The input is a string with an arbitrary set of characters, including English, Russian lowercase and uppercase letters and numbers. I write in the DECLARE section like this:

 DECLARE str CONSTANT varchar2(32767) := 'CBEdfa092борДЖЭ';

After sorting, the first must first be lowercase Russian letters, then uppercase Russian, numbers, English lowercase, English uppercase.

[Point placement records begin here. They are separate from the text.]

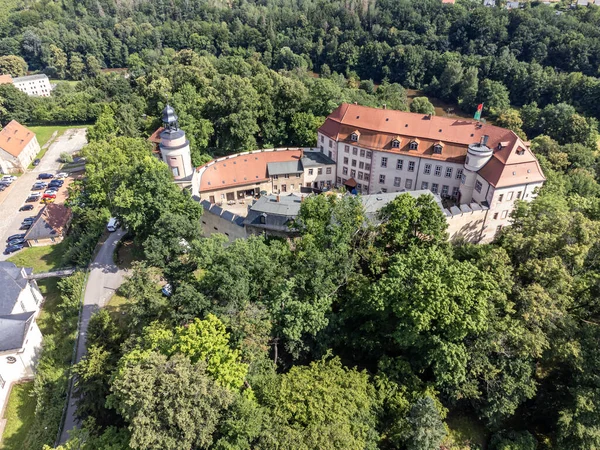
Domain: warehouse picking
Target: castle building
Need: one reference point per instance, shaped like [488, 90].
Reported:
[174, 148]
[483, 168]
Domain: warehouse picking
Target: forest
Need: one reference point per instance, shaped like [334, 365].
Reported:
[356, 335]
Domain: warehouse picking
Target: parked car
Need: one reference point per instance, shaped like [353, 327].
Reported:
[13, 248]
[113, 224]
[167, 290]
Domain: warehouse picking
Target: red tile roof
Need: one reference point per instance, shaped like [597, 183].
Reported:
[14, 137]
[378, 127]
[242, 169]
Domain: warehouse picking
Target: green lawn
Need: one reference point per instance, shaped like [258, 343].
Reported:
[19, 415]
[42, 259]
[49, 289]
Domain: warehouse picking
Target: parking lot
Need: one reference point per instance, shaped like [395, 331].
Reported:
[15, 196]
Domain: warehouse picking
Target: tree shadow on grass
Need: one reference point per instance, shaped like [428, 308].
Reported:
[20, 414]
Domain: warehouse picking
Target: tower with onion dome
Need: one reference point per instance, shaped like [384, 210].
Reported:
[174, 147]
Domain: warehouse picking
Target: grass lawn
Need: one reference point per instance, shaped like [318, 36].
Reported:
[49, 289]
[42, 259]
[466, 432]
[115, 308]
[19, 416]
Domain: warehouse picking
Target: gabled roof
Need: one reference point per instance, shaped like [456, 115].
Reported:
[380, 126]
[12, 281]
[51, 222]
[14, 137]
[243, 168]
[13, 330]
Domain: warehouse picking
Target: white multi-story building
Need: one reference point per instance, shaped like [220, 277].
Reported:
[37, 85]
[20, 337]
[484, 167]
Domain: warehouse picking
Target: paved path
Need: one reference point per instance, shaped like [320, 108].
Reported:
[14, 197]
[104, 279]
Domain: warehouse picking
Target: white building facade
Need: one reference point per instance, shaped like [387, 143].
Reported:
[34, 85]
[465, 162]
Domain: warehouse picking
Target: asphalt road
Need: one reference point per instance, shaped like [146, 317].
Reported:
[103, 280]
[14, 197]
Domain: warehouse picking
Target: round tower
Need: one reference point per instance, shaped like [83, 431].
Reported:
[174, 147]
[477, 156]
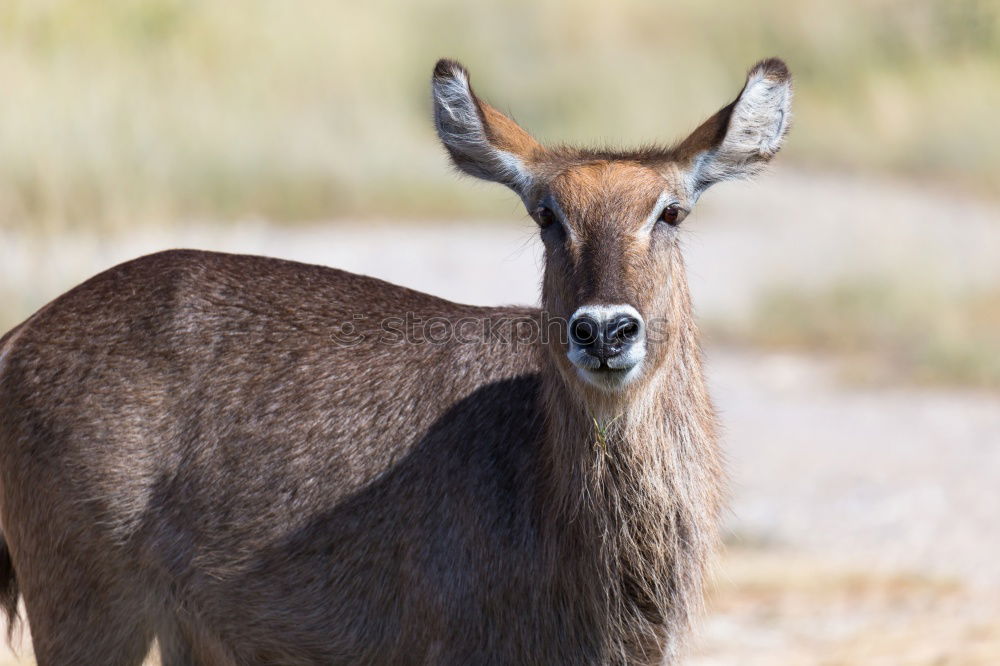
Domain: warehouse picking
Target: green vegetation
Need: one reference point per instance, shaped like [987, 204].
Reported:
[126, 112]
[887, 331]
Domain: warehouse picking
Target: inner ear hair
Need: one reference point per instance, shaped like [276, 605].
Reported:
[481, 141]
[743, 136]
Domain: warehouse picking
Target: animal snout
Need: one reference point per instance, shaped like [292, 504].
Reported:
[603, 337]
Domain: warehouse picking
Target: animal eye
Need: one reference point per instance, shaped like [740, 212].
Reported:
[544, 216]
[672, 215]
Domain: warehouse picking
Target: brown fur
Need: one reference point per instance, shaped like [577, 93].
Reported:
[188, 453]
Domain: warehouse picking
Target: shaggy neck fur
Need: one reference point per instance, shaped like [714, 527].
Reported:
[631, 495]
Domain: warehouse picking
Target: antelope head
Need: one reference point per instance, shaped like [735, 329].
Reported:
[609, 219]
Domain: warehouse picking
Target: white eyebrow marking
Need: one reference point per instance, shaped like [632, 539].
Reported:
[647, 226]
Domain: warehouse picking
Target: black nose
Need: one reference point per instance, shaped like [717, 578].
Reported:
[584, 331]
[622, 330]
[608, 338]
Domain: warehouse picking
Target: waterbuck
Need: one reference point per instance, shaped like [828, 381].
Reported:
[254, 461]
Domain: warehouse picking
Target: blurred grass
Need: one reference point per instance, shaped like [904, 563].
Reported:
[887, 331]
[127, 112]
[775, 608]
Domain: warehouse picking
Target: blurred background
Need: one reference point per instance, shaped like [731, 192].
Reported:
[850, 298]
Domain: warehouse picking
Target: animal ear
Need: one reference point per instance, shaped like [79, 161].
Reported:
[739, 140]
[482, 141]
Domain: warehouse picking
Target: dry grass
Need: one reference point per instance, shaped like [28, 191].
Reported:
[886, 331]
[770, 607]
[128, 112]
[774, 608]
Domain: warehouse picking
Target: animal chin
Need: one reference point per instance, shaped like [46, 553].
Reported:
[610, 379]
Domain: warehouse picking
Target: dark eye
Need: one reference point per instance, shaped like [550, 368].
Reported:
[672, 215]
[544, 216]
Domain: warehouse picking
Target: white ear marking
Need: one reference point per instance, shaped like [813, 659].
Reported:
[460, 127]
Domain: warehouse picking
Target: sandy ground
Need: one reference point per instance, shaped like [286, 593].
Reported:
[865, 523]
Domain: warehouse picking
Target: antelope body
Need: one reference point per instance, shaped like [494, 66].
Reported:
[195, 449]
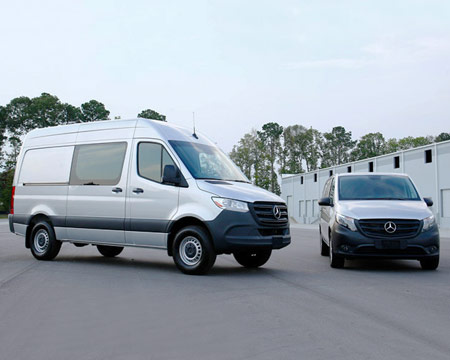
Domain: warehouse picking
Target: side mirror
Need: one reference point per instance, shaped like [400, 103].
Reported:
[171, 175]
[326, 202]
[428, 201]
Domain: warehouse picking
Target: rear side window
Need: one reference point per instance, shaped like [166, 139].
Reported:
[46, 166]
[151, 161]
[332, 189]
[98, 164]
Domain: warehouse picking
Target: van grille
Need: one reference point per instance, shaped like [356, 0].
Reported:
[376, 228]
[264, 213]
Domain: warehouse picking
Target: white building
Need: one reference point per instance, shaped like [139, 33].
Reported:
[428, 166]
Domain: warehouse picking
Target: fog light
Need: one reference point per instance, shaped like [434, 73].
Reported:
[345, 248]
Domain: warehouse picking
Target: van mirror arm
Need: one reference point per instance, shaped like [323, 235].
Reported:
[327, 201]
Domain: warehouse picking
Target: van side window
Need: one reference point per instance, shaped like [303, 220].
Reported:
[332, 189]
[98, 164]
[151, 161]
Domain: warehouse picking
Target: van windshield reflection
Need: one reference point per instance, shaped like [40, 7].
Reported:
[206, 162]
[376, 187]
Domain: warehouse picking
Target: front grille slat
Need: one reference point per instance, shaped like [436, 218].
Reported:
[263, 212]
[375, 228]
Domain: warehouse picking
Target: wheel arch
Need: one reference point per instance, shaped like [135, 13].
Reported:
[181, 223]
[34, 220]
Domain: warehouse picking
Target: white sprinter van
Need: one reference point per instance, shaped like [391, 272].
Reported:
[141, 183]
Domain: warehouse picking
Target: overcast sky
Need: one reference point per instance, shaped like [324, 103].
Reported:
[381, 65]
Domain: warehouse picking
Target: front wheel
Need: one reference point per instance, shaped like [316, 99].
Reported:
[253, 259]
[43, 243]
[430, 263]
[192, 251]
[109, 251]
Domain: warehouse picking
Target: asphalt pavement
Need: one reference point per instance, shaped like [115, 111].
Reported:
[139, 306]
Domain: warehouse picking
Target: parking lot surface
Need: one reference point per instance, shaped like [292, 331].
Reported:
[139, 306]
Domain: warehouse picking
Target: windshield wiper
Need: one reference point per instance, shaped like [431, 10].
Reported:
[245, 182]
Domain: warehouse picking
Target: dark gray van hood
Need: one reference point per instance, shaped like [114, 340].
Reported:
[383, 209]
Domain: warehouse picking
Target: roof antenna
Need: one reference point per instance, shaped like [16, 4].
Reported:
[193, 120]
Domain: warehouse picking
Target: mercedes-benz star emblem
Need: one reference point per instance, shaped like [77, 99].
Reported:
[276, 212]
[390, 227]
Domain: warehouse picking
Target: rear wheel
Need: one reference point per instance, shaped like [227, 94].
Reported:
[336, 261]
[192, 251]
[253, 259]
[43, 243]
[430, 263]
[109, 251]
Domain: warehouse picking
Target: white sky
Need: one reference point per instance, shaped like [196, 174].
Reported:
[370, 66]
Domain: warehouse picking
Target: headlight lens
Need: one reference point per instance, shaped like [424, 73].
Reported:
[229, 204]
[428, 223]
[346, 221]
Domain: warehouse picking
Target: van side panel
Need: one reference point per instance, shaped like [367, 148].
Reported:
[41, 186]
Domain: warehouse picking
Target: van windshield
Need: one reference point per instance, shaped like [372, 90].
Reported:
[207, 162]
[376, 187]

An example of the output on the transmitted constant: борДЖЭ029adfBCE .

Is it possible to make sorting using any ready-made function, where it will be possible to transfer a template and it will sort by it (something like a format for dates)?

I am writing an anonymous block in SQL Developer

  • A constant with characters is defined like this: DECLARE str CONSTANT varchar2(32767) := 'CBEdfa092борДЖЭ'; . I need to sort it by the "ЯЯ, 0..9, zZ" template in the anonymous block. - user214690
  • you would show an example of input data and the result you want to see - Viktorov
  • Ok, I'll update the question now. - user214690
  • It seems that there is no ready-made function for Orakla. It seems that the problem can be solved through recursion or trees. - Viktorov

3 answers 3

 with TRANS(start_, end_, ord) as( select 'a', 'z',1 from DUAL union all select 'A', 'Z',2 from DUAL union all select '0', '9',3 from DUAL union all select 'А', 'Я',4 from DUAL union all select 'Ё', 'Ё',4 from DUAL union all select 'а', 'я',5 from DUAL union all select 'ё', 'ё',5 from DUAL ), Src(str) as( select 'CBEdfa092борДЖЭёе' from DUAL ) select listagg(ch) within group (order by rn) from ( select ch, row_number() over(order by ord, ch) rn from ( select substr(str,level,1) ch from Src connect by substr(str,level,1) is not null ) left join TRANS on ch between start_ and end_ order by ord, ch )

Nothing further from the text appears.